Dans son troisième discours, prononcé le 8 mars devant des représentants de l’APL et de la police armée populaire, M. Xi a déclaré que la Chine devait concentrer ses efforts d’innovation sur le renforcement de la défense nationale et mettre en place un réseau de forces de réserve nationales qui pourraient être mobilisées en temps de guerre. M. Xi a également appelé à une campagne d' »éducation à la défense nationale » pour unir la société derrière l’APL, en s’inspirant du Mouvement de soutien double, une campagne menée en 1943 par les communistes pour militariser la société dans leur région de base de Yan’an.
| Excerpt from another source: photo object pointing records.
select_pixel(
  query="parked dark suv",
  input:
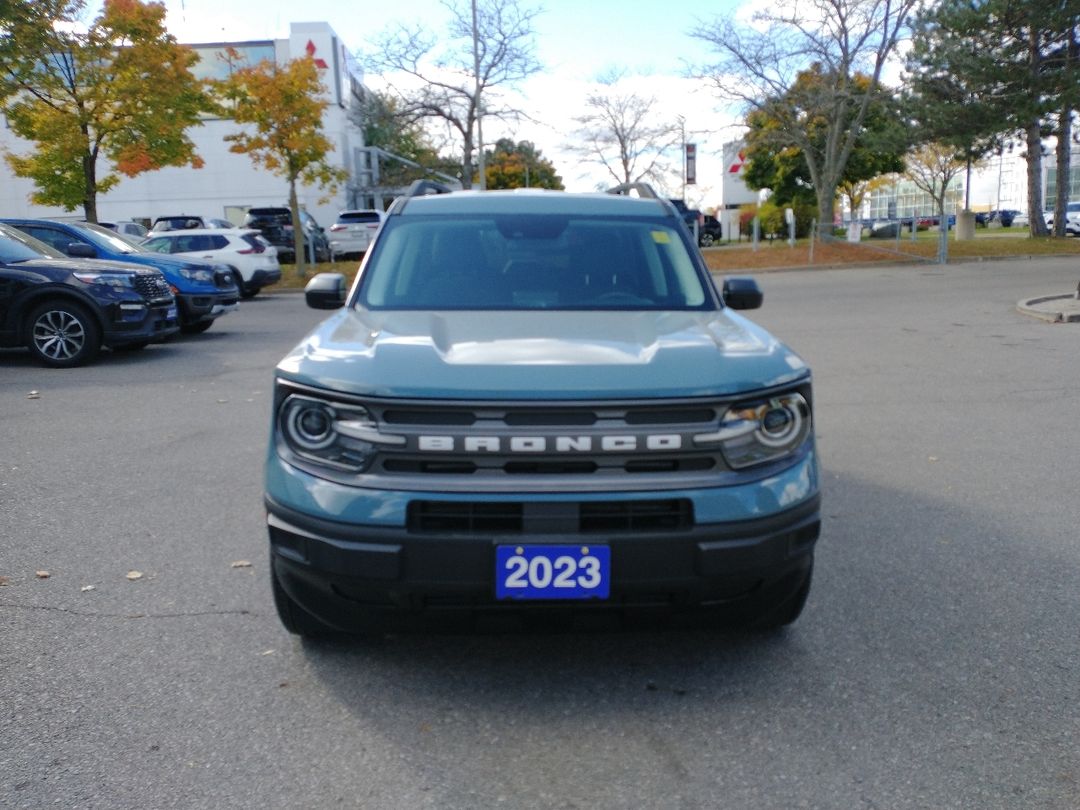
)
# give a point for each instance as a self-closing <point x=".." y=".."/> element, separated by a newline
<point x="275" y="225"/>
<point x="65" y="310"/>
<point x="203" y="291"/>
Dans son quatrième discours (et son premier en tant que président pour un troisième mandat), le 13 mars, Xi a annoncé que « l’essence » de sa grande campagne de rajeunissement était « l’unification de la patrie ». Bien qu’il ait fait allusion au lien entre l’absorption de Taïwan et sa campagne tant vantée visant essentiellement à redonner à la Chine sa grandeur, il l’a rarement, voire jamais, fait avec autant de clarté.
PRENDRE XI AU SÉRIEUX
Dix ans après le début du règne de Xi, il est clair qu’il est important de le prendre au sérieux, ce que de nombreux analystes américains ne font malheureusement pas. Lorsque Xi a lancé une série de campagnes agressives contre la corruption, les entreprises privées, les institutions financières et les secteurs de l’immobilier et de la technologie, de nombreux analystes ont prédit que ces campagnes seraient de courte durée. Mais elles ont perduré. Il en a été de même pour la politique draconienne de Xi « zéro COVID » pendant trois ans, jusqu’à ce qu’il soit contraint, de manière inhabituelle, de faire marche arrière à la fin de l’année 2022.
Xi intensifie actuellement une campagne de dix ans visant à briser les principales dépendances économiques et technologiques à l’égard du monde démocratique dirigé par les États-Unis. Il le fait en prévision d’une nouvelle phase de « lutte » idéologique et géostratégique, comme il le dit lui-même. Ses messages sur la préparation à la guerre et son assimilation du rajeunissement national à l’unification marquent une nouvelle étape dans sa campagne de guerre politique visant à intimider Taïwan. Il est clairement disposé à recourir à la force pour prendre l’île. Ce qui n’est pas clair, c’est s’il pense pouvoir le faire sans risquer une escalade incontrôlée avec les États-Unis.
JOHN POMFRET, ancien chef du bureau de Pékin pour le Washington Post , est l’auteur de The Beautiful Country and the Middle Kingdom: America and China, 1776 to the Present .
MATT POTTINGER est président du programme Chine de la Fondation pour la défense des démocraties. De 2019 à 2021, il a occupé le poste de conseiller adjoint à la sécurité nationale.